Research on Malicious URL Detection Based on Cost-sensitive Learning
CAI Qingmeng,WANG Jian,LI Pengbo
DOI: https://doi.org/10.19363/J.cnki.cn10-1380/tn.2023.03.05
2023-01-01
Journal of Cyber Security
Abstract:In the wake of the advent of big data era, whereas the malicious URL, as the medium for Web attacking, progressively threatens the security of users’ information. Traditional detection methods in terms of malicious URL, such as blacklist detection and signature matching, are exposing their intrinsic defects, to this end, this paper proposes a malicious URL detection model based on a cost-sensitive learning strategy. In this thesis, HTTP request parameters together with URL information are employed as the original data samples to extract features; and the corresponding data processing is carried out to resolve the problem of difficult feature extraction incurred by simple URL data. In addition, by comparing three encoding processing methods through tests, this research has chosen the best processing approach in term of character encoding. By doing so, it has ensured the effectiveness of the subsequent detection model. Regarding the model of neural network, the Convolutional Neural Network model suitable for URL detection is specialized designed for the characteristics of URL character input. In this model, in order to extract the deep features of the data, two convolutional layers are broadly used. Secondly, this research utilizes a Bidirectional Long Short-Time Memory to extract the temporal features of the data from the pooling layer, while in the last unit of this network outputs the temporal features to achieve the pooling effect, this research method not only effectively extracts the contextual information regarding the data, also avoids an abundant model calculations and thus, ensures the efficiency of model detection.
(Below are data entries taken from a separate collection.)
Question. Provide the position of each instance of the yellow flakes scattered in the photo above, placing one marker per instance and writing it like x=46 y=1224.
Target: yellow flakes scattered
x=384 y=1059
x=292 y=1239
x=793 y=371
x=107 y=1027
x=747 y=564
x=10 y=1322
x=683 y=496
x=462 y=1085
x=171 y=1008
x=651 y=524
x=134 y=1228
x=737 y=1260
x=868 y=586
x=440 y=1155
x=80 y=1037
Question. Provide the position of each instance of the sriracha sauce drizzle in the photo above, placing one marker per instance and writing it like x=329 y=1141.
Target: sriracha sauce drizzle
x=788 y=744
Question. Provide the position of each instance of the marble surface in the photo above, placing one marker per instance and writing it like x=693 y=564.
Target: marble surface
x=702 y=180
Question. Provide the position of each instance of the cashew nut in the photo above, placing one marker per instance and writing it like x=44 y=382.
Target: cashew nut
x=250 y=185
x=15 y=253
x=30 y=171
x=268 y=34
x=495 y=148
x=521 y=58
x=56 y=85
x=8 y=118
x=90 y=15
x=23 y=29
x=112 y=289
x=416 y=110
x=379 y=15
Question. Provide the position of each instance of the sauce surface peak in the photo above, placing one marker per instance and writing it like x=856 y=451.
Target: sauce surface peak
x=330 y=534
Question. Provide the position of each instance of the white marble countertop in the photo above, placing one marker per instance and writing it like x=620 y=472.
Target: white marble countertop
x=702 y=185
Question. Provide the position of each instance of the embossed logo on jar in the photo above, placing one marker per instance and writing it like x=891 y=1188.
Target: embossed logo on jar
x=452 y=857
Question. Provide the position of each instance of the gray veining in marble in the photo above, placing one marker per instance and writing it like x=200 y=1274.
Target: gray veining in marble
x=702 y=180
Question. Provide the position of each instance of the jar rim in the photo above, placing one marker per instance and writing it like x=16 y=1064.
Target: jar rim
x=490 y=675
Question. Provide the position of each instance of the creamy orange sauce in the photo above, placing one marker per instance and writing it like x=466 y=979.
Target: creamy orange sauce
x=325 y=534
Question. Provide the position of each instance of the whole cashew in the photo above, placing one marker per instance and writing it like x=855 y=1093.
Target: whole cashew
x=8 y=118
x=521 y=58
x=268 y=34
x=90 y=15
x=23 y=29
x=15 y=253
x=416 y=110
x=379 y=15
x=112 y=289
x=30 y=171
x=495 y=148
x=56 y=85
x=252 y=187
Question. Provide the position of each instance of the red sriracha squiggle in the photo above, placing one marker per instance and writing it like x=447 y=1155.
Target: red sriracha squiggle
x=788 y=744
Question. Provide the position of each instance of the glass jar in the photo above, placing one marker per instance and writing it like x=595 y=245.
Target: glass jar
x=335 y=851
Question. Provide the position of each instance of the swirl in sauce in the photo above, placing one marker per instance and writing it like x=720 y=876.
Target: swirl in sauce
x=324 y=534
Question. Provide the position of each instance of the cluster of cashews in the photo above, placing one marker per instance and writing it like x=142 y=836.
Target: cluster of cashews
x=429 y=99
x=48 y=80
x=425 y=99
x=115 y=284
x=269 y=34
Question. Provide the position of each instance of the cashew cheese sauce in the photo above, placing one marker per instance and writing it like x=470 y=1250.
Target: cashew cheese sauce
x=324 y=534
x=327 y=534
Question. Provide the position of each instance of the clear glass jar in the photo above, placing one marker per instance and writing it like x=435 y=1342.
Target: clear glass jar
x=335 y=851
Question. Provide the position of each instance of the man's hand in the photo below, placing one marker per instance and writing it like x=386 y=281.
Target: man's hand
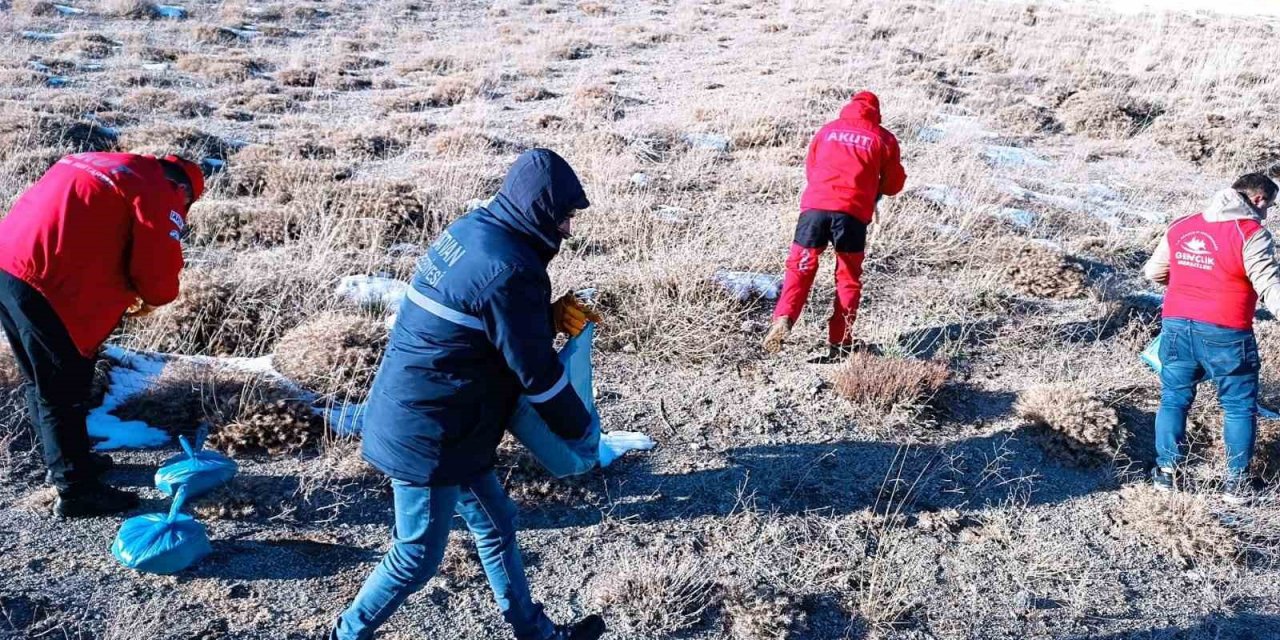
x=571 y=316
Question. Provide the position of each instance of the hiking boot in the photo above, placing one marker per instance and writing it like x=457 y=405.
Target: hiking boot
x=1239 y=490
x=95 y=499
x=778 y=332
x=586 y=629
x=99 y=464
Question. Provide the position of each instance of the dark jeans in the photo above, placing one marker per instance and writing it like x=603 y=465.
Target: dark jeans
x=424 y=516
x=59 y=380
x=1191 y=352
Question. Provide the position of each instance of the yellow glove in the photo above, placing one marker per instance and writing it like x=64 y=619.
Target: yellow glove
x=571 y=316
x=138 y=309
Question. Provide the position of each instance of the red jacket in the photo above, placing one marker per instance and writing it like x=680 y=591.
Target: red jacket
x=94 y=234
x=1207 y=277
x=853 y=161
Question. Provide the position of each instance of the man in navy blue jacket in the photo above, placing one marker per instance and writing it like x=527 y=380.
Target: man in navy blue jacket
x=474 y=334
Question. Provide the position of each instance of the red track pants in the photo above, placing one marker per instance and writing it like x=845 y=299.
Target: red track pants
x=814 y=231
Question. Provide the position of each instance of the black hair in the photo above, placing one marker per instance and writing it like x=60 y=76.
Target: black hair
x=174 y=173
x=1255 y=184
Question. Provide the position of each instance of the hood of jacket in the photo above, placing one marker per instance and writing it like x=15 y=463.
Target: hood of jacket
x=863 y=106
x=535 y=199
x=1230 y=205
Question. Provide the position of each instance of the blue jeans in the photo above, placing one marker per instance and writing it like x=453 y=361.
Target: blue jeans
x=1191 y=352
x=423 y=520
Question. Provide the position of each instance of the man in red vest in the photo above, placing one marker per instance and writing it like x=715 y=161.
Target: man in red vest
x=851 y=163
x=97 y=236
x=1217 y=265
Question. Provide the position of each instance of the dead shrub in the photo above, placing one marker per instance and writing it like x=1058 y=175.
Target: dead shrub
x=1025 y=118
x=334 y=355
x=27 y=131
x=599 y=101
x=297 y=77
x=94 y=46
x=1106 y=114
x=1180 y=524
x=1079 y=426
x=131 y=9
x=1041 y=272
x=885 y=383
x=245 y=412
x=764 y=613
x=161 y=140
x=663 y=594
x=241 y=224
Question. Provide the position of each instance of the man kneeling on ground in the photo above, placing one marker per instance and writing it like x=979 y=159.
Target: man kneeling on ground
x=1217 y=265
x=96 y=237
x=475 y=332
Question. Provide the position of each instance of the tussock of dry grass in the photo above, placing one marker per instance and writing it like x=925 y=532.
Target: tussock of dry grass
x=334 y=355
x=1180 y=524
x=1041 y=272
x=661 y=594
x=1083 y=429
x=245 y=414
x=764 y=613
x=885 y=383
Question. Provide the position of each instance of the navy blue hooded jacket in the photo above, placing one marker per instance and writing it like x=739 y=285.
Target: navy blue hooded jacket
x=475 y=333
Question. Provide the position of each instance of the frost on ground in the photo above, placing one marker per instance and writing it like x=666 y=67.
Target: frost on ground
x=977 y=472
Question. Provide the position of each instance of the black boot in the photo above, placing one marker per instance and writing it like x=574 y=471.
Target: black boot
x=586 y=629
x=94 y=499
x=99 y=465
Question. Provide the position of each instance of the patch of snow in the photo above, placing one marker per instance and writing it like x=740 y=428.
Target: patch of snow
x=746 y=284
x=951 y=128
x=40 y=36
x=173 y=12
x=371 y=291
x=615 y=444
x=1006 y=156
x=708 y=141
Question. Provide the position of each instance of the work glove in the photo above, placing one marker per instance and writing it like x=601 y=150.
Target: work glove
x=571 y=315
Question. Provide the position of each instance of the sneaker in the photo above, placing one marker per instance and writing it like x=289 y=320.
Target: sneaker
x=586 y=629
x=95 y=499
x=1239 y=490
x=99 y=465
x=778 y=332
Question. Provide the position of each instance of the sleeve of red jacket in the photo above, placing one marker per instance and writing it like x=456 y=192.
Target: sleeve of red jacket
x=155 y=254
x=892 y=176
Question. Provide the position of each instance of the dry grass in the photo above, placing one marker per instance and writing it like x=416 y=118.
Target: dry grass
x=1082 y=428
x=659 y=594
x=334 y=355
x=885 y=383
x=1180 y=524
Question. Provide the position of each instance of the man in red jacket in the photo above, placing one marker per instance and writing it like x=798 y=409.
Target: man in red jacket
x=851 y=163
x=96 y=236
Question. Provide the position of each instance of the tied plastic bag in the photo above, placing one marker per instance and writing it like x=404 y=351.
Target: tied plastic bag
x=561 y=457
x=159 y=543
x=196 y=470
x=1151 y=357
At the same time, in order to solve the problem of unbalanced data samples, it assigns different penalty factors to data samples during the iterative process, improves the rules for assigning initialization weights to data samples and normalizes them, increases the weight of malicious samples in the overall error function. Experimental results show that this model is better than other mainstream detection models in accuracy, recall and detection efficiency, and has better resistance to imbalanced data sets.